One of the side effects of the pandemic has been that my partner lost her job and is now at home full-time. This took some adjustment as I have been solitary for a long time, with, maybe, one day a week going to the university for my work as a part-time research assistant. Having the company at home is great, and the weather has been spectacular. So we have spent time in the back patio enjoying the heat, I don’t think a sun holiday is on the cards this year, and I have even got a bit of a tan. Amazing for an Irishman while being in Ireland.
We started going for a walk each day, and initially we would walk together, but over the last month my left leg has become increasingly slow. Unable to lift it, I have ended up swinging it into place, which is bad. So I started using crutches and my FES device at the same time. Last week it hit rock bottom I could no longer walk and then last Wednesday I was so tired and I stayed in bed the whole day. Thursday was nearly as bad. I had to phone the doctor.
My doctor was aware of how things have been progressing over the last few months, and he contacted my neurologist again. After a brief discussion, he suggested that I should go to hospital to get a checkup.
This has been one of the most tough decisions I have ever had to make. Should I expose myself to the risk of getting the SARS-COV-2 virus and the complications of COVID-19? The possibility of compromised lungs, or even death, which could be avoided, by going into Galway and entering a hospital which is the centre of treatment for this virus in the West of Ireland. On the other hand if I didn’t treat this worsening of my MS it could lead to a permanent disability soon than if they treated it. Now I had to weigh up the two prospects. Potential death, or mobility lost too soon. How was I to make this decision?

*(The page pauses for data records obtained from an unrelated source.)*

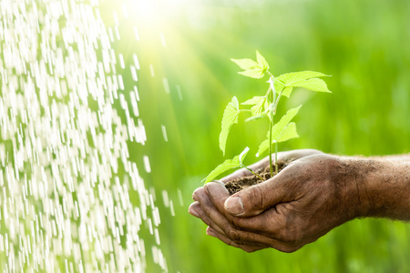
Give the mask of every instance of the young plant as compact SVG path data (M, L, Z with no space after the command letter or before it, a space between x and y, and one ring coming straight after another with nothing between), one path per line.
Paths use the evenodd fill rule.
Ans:
M275 123L276 109L278 108L279 101L282 96L289 97L294 87L303 87L305 89L316 92L331 93L327 88L326 83L319 78L322 76L328 76L320 72L314 71L301 71L292 72L273 76L269 71L269 64L265 58L256 51L256 61L251 59L231 59L243 71L238 72L241 75L252 77L263 78L265 76L269 76L267 83L269 84L268 90L264 96L256 96L251 99L241 103L242 106L251 106L250 109L240 109L240 104L236 96L228 104L223 112L221 122L221 131L220 134L220 148L225 155L225 147L228 139L228 135L233 124L238 123L238 116L241 113L250 113L251 116L245 121L256 120L264 118L267 119L267 134L266 139L259 146L257 157L261 156L267 150L269 151L269 162L271 177L273 173L278 173L278 143L284 142L293 137L299 137L296 131L296 125L291 122L296 116L302 105L290 109L286 114ZM275 168L272 167L272 153L274 146ZM246 147L241 155L234 157L232 159L225 160L219 165L210 175L205 177L205 183L213 180L215 177L232 168L246 167L251 173L258 176L252 170L243 165L243 159L249 152L249 147ZM261 177L260 179L263 180Z

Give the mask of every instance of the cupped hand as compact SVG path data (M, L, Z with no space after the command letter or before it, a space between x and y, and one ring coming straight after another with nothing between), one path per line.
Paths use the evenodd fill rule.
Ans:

On Friday I had a Facetime appointment with my psychologist and I discussed the decision I had made, and he noted the anxiety in my face. In the last few years going to see this psychologist, he had never seen this much anxiety. It was making me sick to my stomach. This was after deciding, and usually once I decide all my anxiety disappears, but not this time.
My choice was to go to the hospital, and I let my doctor know on Friday morning and I had an appointment for 11 on Monday to be assessed. On Monday I made the trip, and my neurologist and a physiotherapist checked me, and the decision was to admit me for IV steroids, physiotherapy and a set of MRI scans. Something was about to happen.
It is now Wednesday, and I have already taken my third infusion of steroid, had MRI scans, and been assessed by the Occupational Therapist and Physiotherapist. I am waiting for the results of the scans, but the treatment seems to help, and the extra advice from the PT and OT will be valuable over the coming weeks and months.
The stay in the hospital has been bittersweet, as usual. The noise, and activity, is difficult for me, causing my headaches to worsen more than usual. I am taking Sativex to help this and I have adjusted the times I take it to help soften the increase in pain.
I am learning.
Sleep is always difficult in this setting, and the steroids do not help with this, so I have been taking a sleeping pill each night. Even with this I am getting just about seven hours of deep rest, when I usually have 8-9 hours of sleep at home. So I have lost sleep, but insomnia caused by steroids. Not fun.
I have another two days of treatment to go, but it will be two weeks before I will know if it has been worth the risk (the incubation period for COVID-19). This pandemic has affected everyone in our society, from the youngest to the oldest. Having several chronic illnesses in this time is scary. It is almost medieval, as we don’t have some wonderful medicine to protect us from this horrible prospect. My life depends on the actions of other, and not just one person, but everyone. One slip in social distancing, or poor cough etiquette, could mean my death. I am 51, and despite my chronic conditions I can still be a valuable resource for research into the future. My input could make someone else’s life better, and they could cut it short because someone focuses solely on their need, and not the needs of our society.
The staff in the hospital have been excellent. From the porter who went to get my bags from the car, to the nurse who shared his poetry with me, I have been overwhelmed by the care I have received. All these small gestures add up to a positive experience of what could be a very frightening time and place.